Monthly Archives: July 2011

Undirected models are better at sampling

The best directed models should always be a worse at generating samples than the best undirected models, even if their log likelihoods are similar for a simple reason.

If we have an undirected model, then it defines a probability distribution by the equation

\displaystyle p(x;\theta)=\frac{\exp(G(x;\theta))}{\sum_y \exp(G(y;\theta))}

As always, the standard objective of unsupervised learning is to find a distribution p(x;\theta) so that the average log probability of the data distribution E_{x\sim D(x)} [ \log p(x;\theta) ] is as large as possible.

In theory, if we learn successfully, we should reach a local maxima of the average log probability. Taking the derivative and setting it to zero yields

E_{x\sim D(x)}[\nabla_\theta G(x;\theta^*)] = E_{x\sim p(x;\theta)}[\nabla_\theta G(x;\theta^*)]

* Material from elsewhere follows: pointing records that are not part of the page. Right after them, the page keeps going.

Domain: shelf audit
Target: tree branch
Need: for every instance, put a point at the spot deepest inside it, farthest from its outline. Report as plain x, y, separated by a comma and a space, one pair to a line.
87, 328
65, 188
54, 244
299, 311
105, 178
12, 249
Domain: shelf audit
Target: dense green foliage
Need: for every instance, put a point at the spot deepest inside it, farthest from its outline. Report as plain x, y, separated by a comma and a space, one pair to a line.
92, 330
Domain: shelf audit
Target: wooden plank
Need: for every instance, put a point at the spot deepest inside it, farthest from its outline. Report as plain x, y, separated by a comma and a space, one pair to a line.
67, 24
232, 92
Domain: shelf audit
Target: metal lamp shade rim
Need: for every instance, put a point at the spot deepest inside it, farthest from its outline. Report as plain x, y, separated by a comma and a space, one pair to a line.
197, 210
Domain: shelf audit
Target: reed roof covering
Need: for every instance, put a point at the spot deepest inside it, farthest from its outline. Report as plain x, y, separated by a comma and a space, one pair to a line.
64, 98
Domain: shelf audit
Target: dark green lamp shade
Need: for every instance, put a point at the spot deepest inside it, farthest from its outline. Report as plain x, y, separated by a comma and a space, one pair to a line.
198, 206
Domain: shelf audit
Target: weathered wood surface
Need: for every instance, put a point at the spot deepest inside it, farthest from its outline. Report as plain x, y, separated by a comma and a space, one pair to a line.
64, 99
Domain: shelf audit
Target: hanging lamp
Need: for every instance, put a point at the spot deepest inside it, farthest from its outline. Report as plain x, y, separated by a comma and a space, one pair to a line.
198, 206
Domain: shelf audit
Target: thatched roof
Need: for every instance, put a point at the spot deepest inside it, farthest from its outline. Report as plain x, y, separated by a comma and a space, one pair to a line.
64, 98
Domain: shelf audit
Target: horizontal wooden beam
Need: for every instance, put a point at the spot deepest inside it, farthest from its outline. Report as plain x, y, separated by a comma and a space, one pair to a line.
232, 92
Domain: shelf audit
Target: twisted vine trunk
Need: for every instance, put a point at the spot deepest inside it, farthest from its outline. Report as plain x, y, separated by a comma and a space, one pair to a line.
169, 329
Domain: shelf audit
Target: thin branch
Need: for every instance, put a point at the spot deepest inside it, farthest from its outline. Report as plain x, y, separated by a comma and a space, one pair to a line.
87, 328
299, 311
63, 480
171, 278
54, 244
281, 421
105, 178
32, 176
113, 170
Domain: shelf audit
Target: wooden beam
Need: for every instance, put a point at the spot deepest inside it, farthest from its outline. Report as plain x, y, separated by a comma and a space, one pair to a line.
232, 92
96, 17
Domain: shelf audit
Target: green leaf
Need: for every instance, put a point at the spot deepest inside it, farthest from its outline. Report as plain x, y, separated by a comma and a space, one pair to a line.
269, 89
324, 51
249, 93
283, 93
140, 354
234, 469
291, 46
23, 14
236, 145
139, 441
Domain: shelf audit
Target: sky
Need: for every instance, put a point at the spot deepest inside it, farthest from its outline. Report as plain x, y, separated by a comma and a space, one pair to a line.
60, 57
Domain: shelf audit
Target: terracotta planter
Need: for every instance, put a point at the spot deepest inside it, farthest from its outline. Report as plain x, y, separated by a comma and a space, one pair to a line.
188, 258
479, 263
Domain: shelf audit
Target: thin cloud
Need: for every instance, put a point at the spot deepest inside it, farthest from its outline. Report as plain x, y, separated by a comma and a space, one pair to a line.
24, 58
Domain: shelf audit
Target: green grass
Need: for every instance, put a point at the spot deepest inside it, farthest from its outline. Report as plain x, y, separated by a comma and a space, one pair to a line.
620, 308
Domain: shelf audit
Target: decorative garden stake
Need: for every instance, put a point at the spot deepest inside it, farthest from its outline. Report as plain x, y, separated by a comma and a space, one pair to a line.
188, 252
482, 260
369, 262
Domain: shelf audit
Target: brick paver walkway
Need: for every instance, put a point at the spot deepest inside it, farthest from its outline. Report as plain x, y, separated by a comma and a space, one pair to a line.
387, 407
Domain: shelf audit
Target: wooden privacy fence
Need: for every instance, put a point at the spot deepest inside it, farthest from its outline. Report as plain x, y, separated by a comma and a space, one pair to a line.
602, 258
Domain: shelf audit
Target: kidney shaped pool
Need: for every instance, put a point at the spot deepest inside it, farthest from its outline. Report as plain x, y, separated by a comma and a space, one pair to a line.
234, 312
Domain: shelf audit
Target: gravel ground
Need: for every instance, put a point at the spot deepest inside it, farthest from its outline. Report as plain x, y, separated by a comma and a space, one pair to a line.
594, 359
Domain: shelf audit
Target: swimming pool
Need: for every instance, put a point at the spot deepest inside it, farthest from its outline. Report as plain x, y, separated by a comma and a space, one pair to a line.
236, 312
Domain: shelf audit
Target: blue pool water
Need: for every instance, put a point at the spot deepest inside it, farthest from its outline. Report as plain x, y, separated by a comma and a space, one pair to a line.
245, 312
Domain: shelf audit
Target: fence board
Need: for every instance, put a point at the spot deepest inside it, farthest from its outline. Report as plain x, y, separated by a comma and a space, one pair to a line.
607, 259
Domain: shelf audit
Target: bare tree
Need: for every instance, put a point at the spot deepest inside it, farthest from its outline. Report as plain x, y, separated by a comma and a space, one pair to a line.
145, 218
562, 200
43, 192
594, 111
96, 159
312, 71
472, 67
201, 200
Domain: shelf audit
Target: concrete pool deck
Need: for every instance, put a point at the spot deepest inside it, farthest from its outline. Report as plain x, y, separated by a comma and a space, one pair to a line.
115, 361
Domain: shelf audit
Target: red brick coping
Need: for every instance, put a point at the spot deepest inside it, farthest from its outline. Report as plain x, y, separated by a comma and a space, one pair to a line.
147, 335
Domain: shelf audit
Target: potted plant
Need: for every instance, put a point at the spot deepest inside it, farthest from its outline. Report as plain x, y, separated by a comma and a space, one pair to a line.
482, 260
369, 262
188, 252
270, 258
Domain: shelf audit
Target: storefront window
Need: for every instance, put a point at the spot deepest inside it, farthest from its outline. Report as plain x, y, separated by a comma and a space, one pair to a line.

(here \theta^* are the maximum likelihood parameters). Notice that this equation is a statement about the samples produced by the distribution p(x;\theta^*): the gradient of the goodness \nabla_\theta G(x;\theta^*) averaged over the data distribution D(x) is equal to the same gradient averaged over the model’s distribution p(x;\theta^*).  Therefore, the samples from p(x;\theta^*) must somehow be related to the samples from the data distribution D(x). This is a “promise” made to us by the learning objective of unsupervised learning.

However, directed models do not offer such a guarantee; instead, it promises that the conditional distributions of the data distribution will be similar to the conditional distributions of the model’s distribution, when the conditioned data is sampled form the data distribution. This is the critical point.

More formally, a directed model defines a distribution p(x;\theta)=\prod_j p(x_j|x_{<j};\theta). Plugging it in into the objective of maximizing the average log likelihood of the data distribution D(x), we get the following:

\sum_j E_{D(x)}[\log p(x_j|x_{<j};\theta)],

which is a sum of indepedent problems.

IF the p(x_j|x_{<j};\theta)‘s don’t share parameters for different j‘s, then the problems are truly independent and could be solved completely separately. So let’s say we found a \theta^* that makes all these objectives happy. Then E_{D(x_{<j})}[(E_{D(x_j|x_{<j})} [\log p(x_j|x_{<j};\theta^*)] will be happy, which means that p(x_j|x_{<j},\theta^*) is similar, more or less, to D(x_j|x_{<j}) for x_{<j} being sampled from D(x_{<j}) — which is the critical implied assumption made by the maximum likelihood objective applied to directed models. Why is it a problem when generating samples? It’s bad because this objective makes no “promises” about the behaviour of p(x_j|x_{<j};\theta^*) when x_{<j} \sim p(x_{<j};\theta^*). It is easy to imagine that a p(x_1;\theta^*) will be somewhat different from D(x_1), and say that x_1 was sampled from p(x_1;\theta^*). Then p(x_2|x_1;\theta^*) will freak out, having never seen anything like x_1, which will make the sample (x_1,x_2) look even less like a sample from D(x_1,x_2). Etc. This “chain reaction” will likely cause the directed model to produce worse-looking samples than an undirected model with a similar log probability.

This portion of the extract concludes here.